Il existe également une subtile asymétrie dans l'histoire. La libération de Mary de la chambre est censée révéler quelque chose d'immédiat et d'indéniable, mais ce qu'elle apprend peut être incommunicable sous forme propositionnelle. Cela rend l'expérience philosophiquement puissante et l'argumentation faible. Si l'élément crucial ne peut être énoncé sans être modifié, alors l'expérience de pensée tire sa force de ce qu'elle ne peut pas capturer. C'est à la fois sa force et sa faiblesse. La chambre fonctionne parce qu'elle isole un type de connaissance qui résiste à la machinerie normale du reporting, du classement et de la vérification. Mais cette même résistance rend difficile de la cerner dans les termes que l'argumentation philosophique exige habituellement.

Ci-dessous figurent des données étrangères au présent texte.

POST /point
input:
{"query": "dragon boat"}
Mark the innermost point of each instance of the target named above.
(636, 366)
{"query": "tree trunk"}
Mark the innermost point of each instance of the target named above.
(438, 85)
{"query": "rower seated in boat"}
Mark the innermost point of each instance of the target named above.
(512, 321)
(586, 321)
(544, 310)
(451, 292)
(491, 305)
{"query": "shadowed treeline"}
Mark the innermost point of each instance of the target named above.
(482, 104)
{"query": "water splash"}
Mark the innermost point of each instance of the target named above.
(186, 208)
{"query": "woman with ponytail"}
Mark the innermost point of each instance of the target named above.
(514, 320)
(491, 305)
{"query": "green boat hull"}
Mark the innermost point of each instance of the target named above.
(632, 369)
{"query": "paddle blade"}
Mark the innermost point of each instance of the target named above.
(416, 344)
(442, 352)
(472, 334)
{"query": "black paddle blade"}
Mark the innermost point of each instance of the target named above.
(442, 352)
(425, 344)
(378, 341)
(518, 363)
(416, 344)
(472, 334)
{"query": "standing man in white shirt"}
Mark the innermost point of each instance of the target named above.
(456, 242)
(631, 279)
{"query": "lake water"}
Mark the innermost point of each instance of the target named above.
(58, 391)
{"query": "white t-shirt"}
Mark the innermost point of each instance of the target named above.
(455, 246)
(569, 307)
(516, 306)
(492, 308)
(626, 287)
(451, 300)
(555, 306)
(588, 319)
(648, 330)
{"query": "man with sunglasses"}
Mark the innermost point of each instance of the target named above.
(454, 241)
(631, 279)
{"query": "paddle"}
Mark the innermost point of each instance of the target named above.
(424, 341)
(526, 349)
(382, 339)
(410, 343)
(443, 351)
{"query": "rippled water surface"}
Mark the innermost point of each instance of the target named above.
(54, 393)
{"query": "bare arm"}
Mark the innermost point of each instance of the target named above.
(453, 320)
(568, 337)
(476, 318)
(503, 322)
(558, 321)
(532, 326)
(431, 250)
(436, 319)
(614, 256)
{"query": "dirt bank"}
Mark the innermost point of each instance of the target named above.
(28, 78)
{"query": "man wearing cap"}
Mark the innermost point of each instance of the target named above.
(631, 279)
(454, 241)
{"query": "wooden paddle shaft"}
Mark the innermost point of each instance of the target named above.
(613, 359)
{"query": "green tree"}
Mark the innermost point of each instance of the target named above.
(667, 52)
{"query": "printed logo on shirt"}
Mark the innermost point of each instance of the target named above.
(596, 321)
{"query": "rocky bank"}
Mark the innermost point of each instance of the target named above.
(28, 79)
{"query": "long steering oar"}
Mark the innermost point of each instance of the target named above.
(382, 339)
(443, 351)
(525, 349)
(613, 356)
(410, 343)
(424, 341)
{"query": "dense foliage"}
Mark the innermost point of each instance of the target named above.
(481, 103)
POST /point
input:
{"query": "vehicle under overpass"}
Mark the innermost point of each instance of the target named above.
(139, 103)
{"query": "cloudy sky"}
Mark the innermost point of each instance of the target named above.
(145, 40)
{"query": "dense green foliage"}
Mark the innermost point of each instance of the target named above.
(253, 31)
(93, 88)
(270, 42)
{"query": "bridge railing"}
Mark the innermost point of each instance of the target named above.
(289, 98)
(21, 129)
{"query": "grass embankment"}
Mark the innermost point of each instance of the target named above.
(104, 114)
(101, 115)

Les débats qu'elle a générés n'étaient pas des escarmouches triviales. Ils ont exposé une ligne de faille entre les théories qui priorisent la clôture explicative et celles qui priorisent l'immédiateté phénoménale. D'un côté se tenait la demande que la science explique tout ce qui est réel. De l'autre se tenait l'insistance sur le fait qu'il y a quelque chose dans la vie consciente que aucun inventaire de la troisième personne ne semble atteindre. La chambre de Mary reste prise dans ce feu : si elle apprend un fait, le physicalisme est en difficulté ; si elle acquiert seulement une capacité ou un concept, alors l'intuition originale exige un meilleur compte de pourquoi cela semble être plus. Cette pression non résolue est ce qui a donné à ce chapitre sa force en premier lieu, et ce qui continue à faire perdurer l'expérience de pensée.